How To Install:pip install quantecon
Here we can see how Markov approximation is carried out with Rouwenhorst test,
quantecon.markov.approximation.rouwenhorst()
finmarketpy
finmarketpy is a Python-based library which enables you to analyze markets and backtest trading strategies using a simple to use API, which has inbuilt templates.
With this library, one can visualise the trading strategies over a certain period and investigate the seasonality surrounding these strategies. It also allows the users to conduct surveys around specific events corresponding the data under consideration. An in-built calculator can be used to assess how volatile the targets are. It depends on pandas and NumPy libraries.
ffn
The library has plenty to offer to those who belong to the field of quantitative finance. It provides a vast array of utilities, from performance measurement and evaluation to graphing and common data transformations.
How To Install:pip install ffn data = ffn.get()
The get function downloads data from an external service and packs that data into a pandas DataFrame.
SciPy
How To Install:pip install numpy scipy matplotlib
SciPy is a collection of mathematical algorithms and convenience functions built on the NumPy extension of Python. A typical user can access high-level data visualization and parallel programming with the database sub-routines and classes that SciPy has to offer. SciPy contains additional routines needed in scientific work: for example, routines for computing integrals numerically, solving differential equations, optimization, and sparse matrices.

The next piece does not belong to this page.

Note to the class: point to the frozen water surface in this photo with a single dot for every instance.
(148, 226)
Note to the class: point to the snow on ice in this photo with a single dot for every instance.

Here are few functions in SciPy that makes financing feasible:
npv(rate, values) | Returns the NPV (Net Present Value) of a cash flow series. |
pmt(rate, nper, pv[, fv, when]) | Compute the payment against loan principal plus interest. |
ppmt(rate, per, nper, pv[, fv, when]) | Compute the payment against loan principal. |
ipmt(rate, per, nper, pv[, fv, when]) | Compute the interest portion of a payment. |
irr(values) | Return the Internal Rate of Return (IRR). |
scikit-learn
How To Install:pip install -U scikit-learn
The functionalities of this library are vast and beyond the scope of this article. It is well known and widely used for tasks like data preprocessing, dimensionality reduction, classification and clustering amongst other important jobs.
For example, scikit-learn can be used to perform discriminate analysis like LDA and QDA where the predictors are drawn from a multivariate Gaussian distribution.
import sklearn from sklearn.lda import LDA from sklearn.qda import QDA
Importing the modules from scikit-learn library will take care of the analysis. All we need is to provide test and train data for it to work on.
To Sum Up
Other well-known libraries like NumPy and Pandas offer wide range of data processing and visualization options and most of the aforementioned libraries are built on them.
Many successful startups that have made it big in FinTech industry had used python and its libraries in one way or other. For example, UK’s peer-to-peer lending company, Zopa uses Flask, Django, RabbitMQ, Pandas and Celery. This young company which leverages technology to cut-out the middle players between lenders and customers became the first company to lend more than 3 billion euros.
Modelling for market inefficiencies, tracking the price patterns or forecasting the returns is cumbersome and tricky and, these tools simplify the representation, improve the data interpretability and help devise strategies which predict and project outcomes closer to reality.